According to Kovel, the transformations of domestic life that have occurred since the capitalist industrial revolution first gave us the authoritarian–patriarchal–obsessive personality type, only to be succeeded by the modern, or postmodern, narcissistic type. The breakup of traditional social arrangements that came with the development of the capitalist labor market meant that the scale of social life simultaneously expanded — transportation and communication making people far more mobile and informed about life beyond their locality — and shrank, as the nuclear family became the central focus of all non-work life. “Childhood” in the sense of a protected, privileged phase of life was invented sometime in the 19th century.
This child-centered, father-dominated life became increasingly penetrated, Kovel argued, by the state, the media, and the increasing power of the commodity form. The family, in Kovel’s coinage, became de-sociated. People’s lives became increasingly determined by institutions far beyond their immediate sphere of experience. Decisions about lives in New Jersey are often made by executives in Tokyo; about lives in Brazil made in Grosse Pointe and Milan. The family has effectively ceased to be a barrier against outside events, a haven in a heartless world.
A right-wing version of this analysis calls for a return to the patriarchal family, which is both impossible and undesirable. But leaving aside the issues of the politics of the household, we have to wonder how capitalism can survive this new personality type? On one hand, the system, especially its American variant, depends on credit-financed consumption to keep the wheels spinning, but on the other, the financial system can’t live indefinitely with its consequences. Central bankers and partisans of fiscal austerity can impose sadomonetarism (to steal Dennis Healey’s fine coinage), but it’s not clear that the system can bear it either economically or psycho-politically over the long term. The attempt to evade the sadomonetarist logic produces only a bizzarria of hollow prosperity, speculative bubbles, and an atmosphere of generalized irresponsibility. The attempt to conform to it provokes economic stagnation and corrosive popular resentment. This is another way of looking at the Minsky paradox.
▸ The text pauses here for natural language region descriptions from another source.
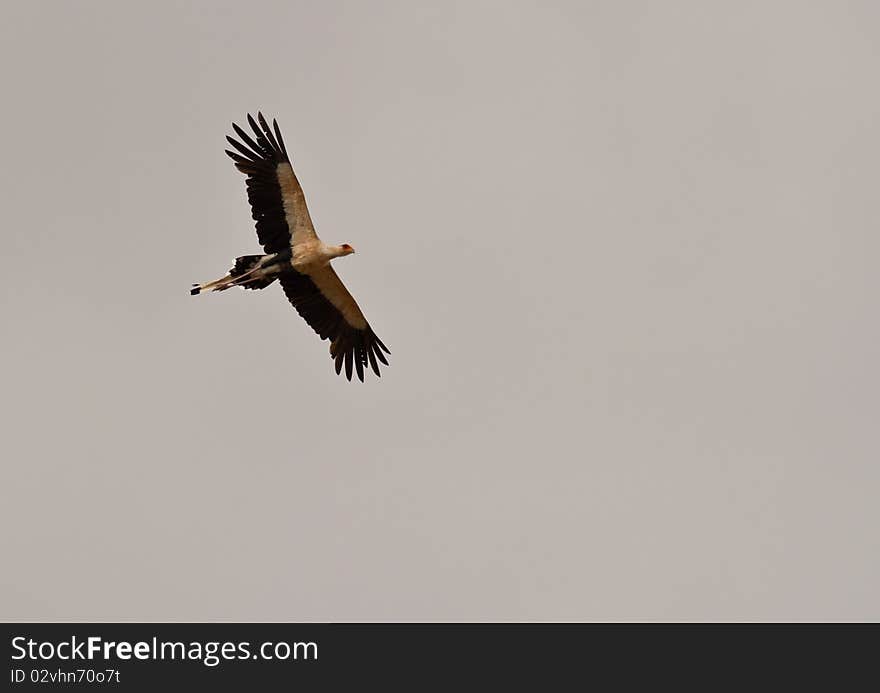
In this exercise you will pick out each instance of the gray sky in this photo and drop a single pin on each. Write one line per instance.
(624, 255)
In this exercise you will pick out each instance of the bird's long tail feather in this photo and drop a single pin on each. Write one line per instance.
(246, 273)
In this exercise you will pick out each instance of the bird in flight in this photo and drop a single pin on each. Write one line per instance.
(294, 255)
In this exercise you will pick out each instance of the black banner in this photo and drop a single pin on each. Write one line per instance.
(151, 656)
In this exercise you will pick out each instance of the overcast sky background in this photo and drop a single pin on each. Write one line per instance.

Anyone who has observed modern goldbugs knows that behind their faith often lies a deep snobbery, a contempt for “common,” debased forms of money like paper, which lack the aristocratic status of the sacred metal. Economically, they love the austere, punishing regime of a gold standard, which makes mass prosperity difficult, and hate loose money, which threatens to make prosperity more widespread than it should be. Though there is an economic point to this, the psychosocial truth is another matter entirely; while gold is certainly rarer than feces, both are undifferentiated substances; an ingot is as characterless as a turd. But, as Fenichel (1945, p. 281) wrote, the anal characters who love money love the kind that appears to be “not deindividualized; they love gold and shining coins.”
 Or as The Slits put it in their 1979 song “Spend, Spend, Spend”: “I need something new/Something trivial will do/I need to satisfy this empty feeling.”
Needless to say, the gender contrast alludes to convention, not to timeless sexual essences.